Non erano meno di 50 per classe, ma il silenzio era tombale, stavano infatti facendo gli esami. Abbiamo quindi vistato l’orto, che naturalmente è coltivato dai giovani e non ci siamo affatto stupiti nel vedere che, se non la metà ....... quasi, era coltivata a peperoncino! I bambini che frequentano la scuola naturalmente sono tutti mantenuti con adozioni a distanza e la gran parte proviene da famiglie di intoccabili.

Qui imparano praticamente tutto quello che poi servirà loro nella vita: da come si coltiva in modo efficace la terra, a come si lavano le stoviglie, ecc. , cose che a noi sembrano scontate, ma non qui, dove una visione troppa fatalistica della vita porta all’accettazione del proprio destino (Karma) come conseguenza (o condanna) di quello che si è fatto nelle vite precedenti, unito alla speranza che così facendo ciò permetterà di rinascere sotto una migliore stella (Casta). 

La religione cattolica, diversamente, insegna a non rassegnarsi alla loro condizione e i risultati si vedono. Infatti i cattolici andando a scuola, imparano per prima cosa la lingua inglese, importantissima in India per qualsiasi tipo di impiego o lavoro, se a questo aggiungiamo che solo il 20 per cento dei bambini indiani frequenta una scuola, si capisce come mai i cattolici, che sono circa sedici milioni, il 4 per cento di tutta la popolazione, hanno di fatto un peso economico enormemente più grande.

Lorenza mi diceva che la quarta potenza economica indiana è rappresentata dalla chiesa cattolica, e devo dire che aver visto con i miei occhi come utilizzano i soldi che giungono loro dall’occidente, sarebbe da augurarsi che fossero la prima. Gianandrea mi spiegava oggi che in India non esiste l’invidia (sempre per il ragionamento che facevo prima .....) anzi, ad esempio, il ricco è benvoluto perchè vuol dire che si è comportato bene nella sua vita precedente ..... 
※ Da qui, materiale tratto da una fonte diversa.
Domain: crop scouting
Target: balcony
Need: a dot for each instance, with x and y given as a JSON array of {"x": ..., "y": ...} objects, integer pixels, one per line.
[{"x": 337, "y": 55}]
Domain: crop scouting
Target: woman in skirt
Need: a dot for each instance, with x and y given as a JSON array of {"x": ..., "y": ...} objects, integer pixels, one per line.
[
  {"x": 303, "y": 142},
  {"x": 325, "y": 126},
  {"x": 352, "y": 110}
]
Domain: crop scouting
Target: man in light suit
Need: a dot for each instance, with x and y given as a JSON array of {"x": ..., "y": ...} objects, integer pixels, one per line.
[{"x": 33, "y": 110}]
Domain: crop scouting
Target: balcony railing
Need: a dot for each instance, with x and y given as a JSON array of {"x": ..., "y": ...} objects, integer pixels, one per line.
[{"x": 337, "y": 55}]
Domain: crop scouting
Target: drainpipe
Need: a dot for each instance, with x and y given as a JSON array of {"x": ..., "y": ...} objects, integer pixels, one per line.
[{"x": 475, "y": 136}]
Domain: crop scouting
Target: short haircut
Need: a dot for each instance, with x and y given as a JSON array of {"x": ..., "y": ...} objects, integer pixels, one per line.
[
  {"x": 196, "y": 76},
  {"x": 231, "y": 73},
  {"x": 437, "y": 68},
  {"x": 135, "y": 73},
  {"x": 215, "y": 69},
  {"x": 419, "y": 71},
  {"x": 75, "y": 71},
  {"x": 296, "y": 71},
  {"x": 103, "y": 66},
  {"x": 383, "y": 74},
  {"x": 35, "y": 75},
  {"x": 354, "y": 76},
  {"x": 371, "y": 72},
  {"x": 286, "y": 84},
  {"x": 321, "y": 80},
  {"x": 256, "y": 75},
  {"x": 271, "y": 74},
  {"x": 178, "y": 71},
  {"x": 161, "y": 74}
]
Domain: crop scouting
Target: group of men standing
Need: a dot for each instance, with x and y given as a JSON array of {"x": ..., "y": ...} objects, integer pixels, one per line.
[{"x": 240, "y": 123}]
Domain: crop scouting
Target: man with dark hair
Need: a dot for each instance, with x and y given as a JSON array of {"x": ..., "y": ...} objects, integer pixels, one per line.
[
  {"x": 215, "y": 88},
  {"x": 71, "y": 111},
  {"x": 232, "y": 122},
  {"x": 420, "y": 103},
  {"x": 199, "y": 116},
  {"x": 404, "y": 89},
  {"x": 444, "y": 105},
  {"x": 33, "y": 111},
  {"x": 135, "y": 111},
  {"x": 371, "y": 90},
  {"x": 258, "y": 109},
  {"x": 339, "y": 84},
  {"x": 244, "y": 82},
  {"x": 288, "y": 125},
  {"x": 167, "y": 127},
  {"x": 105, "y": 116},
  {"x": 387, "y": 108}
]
Riflettendoci su però penso che, se da un lato la mancanza di invidia sotto certi aspetti può essere positiva, è certamente molto deleteria sotto altri. Infatti una normale invidia (ad esempio vedere la casa del vicino ben tenuta), può essere positiva e servire da stimolo per portare ad un cambiamento, ad un miglioramento delle proprie condizioni.

Alle sette siamo arrivati a Vijayawada, Gianandrea dopo tante ore di macchina era molto stanco. Accompagnati da Anny siamo andati di nuovo a fare schopping e quindi siamo rientrati in albergo. La camera era piena di piccoli e fastidiosi moscerini e neanche lo spray che Mirella mi aveva abbondantemente spruzzato li faceva desistere; mi hanno fatto passare un altra nottata terribile.